By Michael Hernandez
WASHINGTON (AA) – A senior congressman announced Monday he is opening a probe into President Donald Trump's decision to suspend US contributions to the World Health Organization (WHO) amid the coronavirus pandemic.
Eliot Engel, chairman of the House Foreign Affairs Committee, announced the inquiry in a letter to Secretary of State Mike Pompeo, which called Trump's decision "counterproductive" and said it "puts lives at risk" as governments worldwide struggle to contain the virus' spread.
"Attacking the WHO, rather than the COVID-19 outbreak, will only worsen an already dire situation by undermining one of our key tools to fight the spreading disease," Engel wrote. "The Administration’s explanation for this decision is inadequate, and the Committee on Foreign Affairs is determined to understand the reasons behind this self-defeating withdrawal from global leadership."
Trump announced his decision to suspend payments to the UN's health body while his administration carries out a probe into its handling of the pandemic earlier this month, accusing the WHO of "severely mismanaging and covering up the spread of the coronavirus."
He previously accused the organization of being "China-centric," maintaining it had been the source of poor information for governments worldwide, particularly its opposition to countries closing their borders to China after the virus emerged there in December.
Engel acknowledged the WHO's response to the pandemic has not been without its flaws, but said "cutting the WHO’s funding while the world confronts the COVID-19 tragedy is not the answer."
"The WHO’s efforts to help slow the spread and flatten the curve have been invaluable.

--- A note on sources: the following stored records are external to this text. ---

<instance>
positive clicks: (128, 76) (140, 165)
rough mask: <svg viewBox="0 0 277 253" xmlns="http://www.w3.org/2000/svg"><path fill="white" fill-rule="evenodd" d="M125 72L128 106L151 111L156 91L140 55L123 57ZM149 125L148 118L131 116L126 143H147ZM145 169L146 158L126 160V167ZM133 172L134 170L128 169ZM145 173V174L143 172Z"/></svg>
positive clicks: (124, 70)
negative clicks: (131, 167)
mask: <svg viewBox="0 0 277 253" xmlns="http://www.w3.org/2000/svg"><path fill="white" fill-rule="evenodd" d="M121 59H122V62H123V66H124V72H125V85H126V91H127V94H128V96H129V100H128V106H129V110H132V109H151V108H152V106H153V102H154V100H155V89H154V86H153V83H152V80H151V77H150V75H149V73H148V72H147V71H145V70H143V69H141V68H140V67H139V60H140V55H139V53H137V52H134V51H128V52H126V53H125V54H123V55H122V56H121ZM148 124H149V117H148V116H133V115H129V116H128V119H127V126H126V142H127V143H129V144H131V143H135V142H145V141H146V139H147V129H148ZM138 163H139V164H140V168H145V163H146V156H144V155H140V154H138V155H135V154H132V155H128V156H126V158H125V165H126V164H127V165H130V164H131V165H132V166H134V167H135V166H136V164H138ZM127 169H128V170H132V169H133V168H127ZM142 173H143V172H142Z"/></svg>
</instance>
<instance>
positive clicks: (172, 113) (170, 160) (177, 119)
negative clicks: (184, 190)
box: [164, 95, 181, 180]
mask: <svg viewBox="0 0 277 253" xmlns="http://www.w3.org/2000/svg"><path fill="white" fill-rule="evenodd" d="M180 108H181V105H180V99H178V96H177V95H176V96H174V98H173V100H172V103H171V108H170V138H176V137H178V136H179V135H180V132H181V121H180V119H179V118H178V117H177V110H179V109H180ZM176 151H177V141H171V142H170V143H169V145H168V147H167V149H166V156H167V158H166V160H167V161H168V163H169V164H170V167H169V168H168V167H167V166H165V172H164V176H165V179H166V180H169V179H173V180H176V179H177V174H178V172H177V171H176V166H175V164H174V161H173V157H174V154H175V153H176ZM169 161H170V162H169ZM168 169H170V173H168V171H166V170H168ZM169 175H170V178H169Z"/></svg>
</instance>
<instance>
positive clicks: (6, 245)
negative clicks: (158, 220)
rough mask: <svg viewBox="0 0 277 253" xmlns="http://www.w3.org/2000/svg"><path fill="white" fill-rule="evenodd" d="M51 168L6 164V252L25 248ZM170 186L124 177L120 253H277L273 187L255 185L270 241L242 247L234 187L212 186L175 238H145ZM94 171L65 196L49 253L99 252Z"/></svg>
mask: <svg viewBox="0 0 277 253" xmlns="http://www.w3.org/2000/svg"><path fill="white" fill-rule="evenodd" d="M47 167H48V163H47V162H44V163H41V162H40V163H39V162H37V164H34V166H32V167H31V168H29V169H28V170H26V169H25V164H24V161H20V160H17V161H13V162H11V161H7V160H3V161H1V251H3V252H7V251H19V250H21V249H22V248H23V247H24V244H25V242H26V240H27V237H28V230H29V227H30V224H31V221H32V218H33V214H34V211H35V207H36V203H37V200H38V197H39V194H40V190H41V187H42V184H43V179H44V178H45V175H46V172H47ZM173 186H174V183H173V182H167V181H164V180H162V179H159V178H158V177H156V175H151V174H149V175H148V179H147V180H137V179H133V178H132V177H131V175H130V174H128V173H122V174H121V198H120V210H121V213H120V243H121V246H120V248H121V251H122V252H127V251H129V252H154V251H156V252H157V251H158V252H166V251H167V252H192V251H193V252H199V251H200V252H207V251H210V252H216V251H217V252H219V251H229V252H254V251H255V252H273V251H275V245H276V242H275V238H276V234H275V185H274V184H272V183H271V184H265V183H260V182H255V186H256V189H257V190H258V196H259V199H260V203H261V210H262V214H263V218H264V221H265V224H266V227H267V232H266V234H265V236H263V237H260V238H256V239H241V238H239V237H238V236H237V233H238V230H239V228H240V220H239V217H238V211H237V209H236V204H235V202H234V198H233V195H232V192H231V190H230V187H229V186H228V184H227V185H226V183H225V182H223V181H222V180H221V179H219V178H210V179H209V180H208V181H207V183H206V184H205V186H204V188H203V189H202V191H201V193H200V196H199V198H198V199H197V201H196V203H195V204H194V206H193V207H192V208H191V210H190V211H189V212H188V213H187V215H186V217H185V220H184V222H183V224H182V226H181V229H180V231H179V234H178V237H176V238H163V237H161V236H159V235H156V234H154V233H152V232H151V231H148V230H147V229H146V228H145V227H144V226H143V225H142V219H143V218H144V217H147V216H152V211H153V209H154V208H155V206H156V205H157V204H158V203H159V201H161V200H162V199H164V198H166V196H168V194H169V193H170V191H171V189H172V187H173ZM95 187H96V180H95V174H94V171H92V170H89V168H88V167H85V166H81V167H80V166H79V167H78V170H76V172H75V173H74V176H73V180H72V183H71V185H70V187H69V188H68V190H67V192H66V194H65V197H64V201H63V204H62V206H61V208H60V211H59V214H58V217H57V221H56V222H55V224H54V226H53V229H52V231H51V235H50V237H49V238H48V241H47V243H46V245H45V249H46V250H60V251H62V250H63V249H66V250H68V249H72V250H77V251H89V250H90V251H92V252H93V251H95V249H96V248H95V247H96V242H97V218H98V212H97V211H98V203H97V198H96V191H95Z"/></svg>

The Administration’s response, on the other hand, has been calamitous," he wrote to Pompeo.
Engel gave the State Department until May 4 to produce a wide array of documents related to Trump's decision.
In the over four months that have passed since the virus was first detected, nearly 3 million people worldwide have tested positive for COVID-19, the respiratory disease it causes, while over 207,000 have died, according to data from Johns Hopkins University.